BlackBerry Drop Reveals Biggest Discount of North American Deals

Investors are growing more skeptical that a tentative $4.7 billion bid for smartphone maker BlackBerry Ltd. (BB) will succeed, with the stock trading at the biggest discount among similar North American takeovers.

Fairfax Financial Holdings Ltd. (FFH)’s $9-a-share tentative offer for BlackBerry is 17 percent higher than the current stock price, the widest spread of 109 announced deals worth $1 billion or more, according to data compiled by Bloomberg. BlackBerry fell 0.4 percent to $7.70 at 1 p.m. in New York, dropping its market value to $4 billion. The stock closed at $7.69.

The slide reflects shareholder concerns about Fairfax Chief Executive Officer Prem Watsa’s ability to secure his partners’ commitment and financing before a Nov. 4 deadline. Watsa said when he announced the Sept. 23 offer that he had yet to secure financing and would only name his partners after they had done the due diligence and were fully committed.

“The reservations are adding up,” Sachin Shah, a strategist in special situations and merger arbitrage at New York-based Albert Fried & Co., said in a telephone interview. “It keeps on trading based on people’s interpretation of what other people think is going to happen rather than what Prem is saying will happen.”

Since Toronto-based Fairfax announced its letter of intent, BlackBerry has given more details about its deteriorating financial situation. The Waterloo, Ontario-based company said in an Oct. 1 filing that it will record costs of about $400 million this fiscal year and early next year, four times the amount it originally projected, as it cuts staff by 40 percent and sells equipment and real estate.

The stock has tumbled 35 percent this year and is trading 95 percent off its 2008 peak.

Lower Bid

The trading gap also may reflect concern that Fairfax will lower its bid given the company’s deteriorating prospects, said Michael Walkley, an analyst at Canaccord Genuity.

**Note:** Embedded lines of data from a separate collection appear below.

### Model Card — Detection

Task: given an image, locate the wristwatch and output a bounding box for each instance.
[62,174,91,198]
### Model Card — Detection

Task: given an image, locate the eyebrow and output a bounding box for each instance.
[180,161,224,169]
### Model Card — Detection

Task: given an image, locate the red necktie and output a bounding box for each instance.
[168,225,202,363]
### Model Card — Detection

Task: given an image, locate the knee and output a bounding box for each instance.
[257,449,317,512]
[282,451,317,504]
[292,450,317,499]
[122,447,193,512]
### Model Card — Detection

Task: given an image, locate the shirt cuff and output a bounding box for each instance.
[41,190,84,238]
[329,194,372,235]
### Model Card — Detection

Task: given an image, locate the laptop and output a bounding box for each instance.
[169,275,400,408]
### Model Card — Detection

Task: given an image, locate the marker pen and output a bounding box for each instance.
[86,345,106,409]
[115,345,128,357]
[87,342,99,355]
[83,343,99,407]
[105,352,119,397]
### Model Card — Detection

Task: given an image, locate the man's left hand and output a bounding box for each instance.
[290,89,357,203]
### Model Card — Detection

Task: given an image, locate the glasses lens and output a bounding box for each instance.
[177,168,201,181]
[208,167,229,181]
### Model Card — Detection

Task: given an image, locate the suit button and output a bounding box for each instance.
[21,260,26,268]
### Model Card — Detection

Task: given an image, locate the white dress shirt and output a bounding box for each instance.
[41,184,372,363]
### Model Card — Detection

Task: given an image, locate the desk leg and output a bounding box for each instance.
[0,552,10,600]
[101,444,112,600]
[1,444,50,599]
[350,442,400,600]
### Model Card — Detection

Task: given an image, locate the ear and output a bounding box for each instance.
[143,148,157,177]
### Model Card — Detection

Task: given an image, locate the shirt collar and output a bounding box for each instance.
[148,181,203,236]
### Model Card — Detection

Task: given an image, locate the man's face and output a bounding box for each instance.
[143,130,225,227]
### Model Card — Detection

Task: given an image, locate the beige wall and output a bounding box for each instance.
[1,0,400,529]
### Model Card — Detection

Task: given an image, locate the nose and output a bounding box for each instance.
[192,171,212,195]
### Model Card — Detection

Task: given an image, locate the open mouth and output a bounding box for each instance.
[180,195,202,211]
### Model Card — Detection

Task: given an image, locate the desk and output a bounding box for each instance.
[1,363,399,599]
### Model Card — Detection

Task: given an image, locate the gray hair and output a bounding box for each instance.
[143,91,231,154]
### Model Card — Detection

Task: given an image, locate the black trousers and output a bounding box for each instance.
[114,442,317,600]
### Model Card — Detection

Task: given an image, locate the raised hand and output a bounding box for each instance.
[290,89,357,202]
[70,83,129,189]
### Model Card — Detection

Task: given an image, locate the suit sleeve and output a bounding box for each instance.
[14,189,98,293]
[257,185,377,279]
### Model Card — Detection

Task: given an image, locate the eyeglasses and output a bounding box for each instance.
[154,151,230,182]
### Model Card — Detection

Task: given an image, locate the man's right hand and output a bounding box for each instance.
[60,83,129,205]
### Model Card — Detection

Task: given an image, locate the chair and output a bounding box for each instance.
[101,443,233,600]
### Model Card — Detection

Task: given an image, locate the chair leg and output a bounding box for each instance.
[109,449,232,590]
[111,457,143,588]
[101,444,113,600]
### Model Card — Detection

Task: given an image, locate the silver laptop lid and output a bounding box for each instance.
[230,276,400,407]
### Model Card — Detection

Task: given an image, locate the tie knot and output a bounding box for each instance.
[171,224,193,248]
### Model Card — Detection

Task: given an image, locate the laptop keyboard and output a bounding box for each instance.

“The most likely outcome for BlackBerry is a sale to Fairfax Financial and its partners at a lower price of $7 post further diligence,” he said in a note this week.

BlackBerry has drawn interest from private-equity firm Cerberus Capital Management LP, according to a person with knowledge of the matter. Cerberus is looking to sign a confidentiality agreement with BlackBerry that would give it access to additional financial data, the person said.

“Unless you have a definitive merger agreement in place, financing lined up and, for that matter, a strategic buyer or party interested or involved, the market’s perception is not likely to change,” Shah said.